30 ans après, le souvenir de Tchernobyl reste un enjeu pour la classe capitaliste

Tchernobyl

Ce mois d’avril marque le 30e anniversaire de la catastrophe de Tchernobyl. Le 26 avril 1986, une explosion dans le réacteur n°4 de la centrale nucléaire de Tchernobyl éventre le toit de celui-ci et projette violemment dans l’atmosphère une quantité énorme d’éléments radioactifs. S’ensuit un terrible incendie alors que le cœur du réacteur reste en fusion à l’air libre, provoquant encore d’importants rejets jusqu’au 5 mai.

Par Clément (Liège)

Au total, l’explosion et l’exposition du réacteur libéreront 50 millions de curies d’isotopes radioactifs(1) avec un taux de radiation 200 fois supérieur à celui de la bombe d’Hiroshima(2).

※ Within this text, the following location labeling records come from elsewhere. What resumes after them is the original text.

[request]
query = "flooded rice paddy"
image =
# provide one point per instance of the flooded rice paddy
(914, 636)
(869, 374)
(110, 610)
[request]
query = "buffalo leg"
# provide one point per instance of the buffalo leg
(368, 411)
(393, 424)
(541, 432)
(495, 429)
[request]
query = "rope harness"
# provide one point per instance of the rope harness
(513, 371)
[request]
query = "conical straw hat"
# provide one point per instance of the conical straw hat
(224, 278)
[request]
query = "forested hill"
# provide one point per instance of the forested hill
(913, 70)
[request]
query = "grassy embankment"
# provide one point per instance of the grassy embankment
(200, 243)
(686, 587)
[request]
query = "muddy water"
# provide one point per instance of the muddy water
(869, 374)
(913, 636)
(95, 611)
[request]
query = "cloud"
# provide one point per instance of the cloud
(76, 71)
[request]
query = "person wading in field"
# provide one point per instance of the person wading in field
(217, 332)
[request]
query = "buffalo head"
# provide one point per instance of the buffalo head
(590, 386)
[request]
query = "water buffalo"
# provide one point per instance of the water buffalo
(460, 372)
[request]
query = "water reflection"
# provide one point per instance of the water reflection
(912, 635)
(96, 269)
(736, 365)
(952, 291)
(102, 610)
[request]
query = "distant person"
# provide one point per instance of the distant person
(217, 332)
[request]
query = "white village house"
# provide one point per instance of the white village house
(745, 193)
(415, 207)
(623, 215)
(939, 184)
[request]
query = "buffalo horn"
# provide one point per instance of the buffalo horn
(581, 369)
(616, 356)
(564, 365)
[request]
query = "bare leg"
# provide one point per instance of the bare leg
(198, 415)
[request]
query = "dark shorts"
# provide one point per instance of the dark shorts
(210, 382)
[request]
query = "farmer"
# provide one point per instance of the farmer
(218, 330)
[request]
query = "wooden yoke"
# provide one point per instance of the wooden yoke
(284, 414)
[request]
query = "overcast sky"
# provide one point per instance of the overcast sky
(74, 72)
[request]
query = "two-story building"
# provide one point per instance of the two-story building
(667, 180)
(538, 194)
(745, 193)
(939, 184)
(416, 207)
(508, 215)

Jusqu’à la catastrophe de Fukushima en 2011, Tchernobyl fut le seul accident nucléaire classé comme ‘‘accident majeur’’ sur l’échelle internationale de classification des évènements nucléaires (INES), ce type d’accident est caractérisé par des ‘‘effets considérables sur la santé et l’environnement’’.(3)
Dans les années qui suivirent ce désastre, 346.000 personnes furent déplacées par les autorités dont 116.000 immédiatement après l’accident.(4) Plus de 600.000 ‘‘liquidateurs’’ auront participé aux activités de confinement et de décontamination, s’exposant à des taux de radiation bien supérieurs à la normale.(5) Aujourd’hui, entre 5 et 8 millions de personnes vivent encore dans des zones contaminées.(6)

Les conséquences de la catastrophe minimisées par le lobby du nucléaire

Les chiffres les plus souvent repris quant à l’impact sur la santé et l’environnement proviennent d’une étude coordonnée par l’Agence Internationale de l’Energie Atomique (AIEA), dont un des objectifs est de ‘‘hâter et d’accroître la contribution de l’énergie atomique à la paix, la santé et la prospérité dans le monde entier.’’(7) Intitulé ‘‘Tchernobyl : l’ampleur réelle de l’accident’’(8), le rapport de cette étude ‘‘donne des réponses définitives et des moyens de reconstruire des vies’’… en minimisant l’impact de l’accident sur la santé et la vie des victimes ! On y annonce que 4 000 personnes au maximum pourraient décéder des suites d’une exposition aux radiations ; et qu’à l’exception des enfants touchés au moment de l’explosion, il n’y a pas eu d’augmentation remarquable de cancers, leucémies et autres maladies. Le caractère orienté de l’étude, les liens étroits qu’entretiennent plusieurs acteurs avec l’industrie nucléaire, et l’approche restrictive dans la définition même de l’impact de l’accident furent plusieurs fois dénoncés, de même que le manque de représentation des scientifiques issus des pays les plus touchés.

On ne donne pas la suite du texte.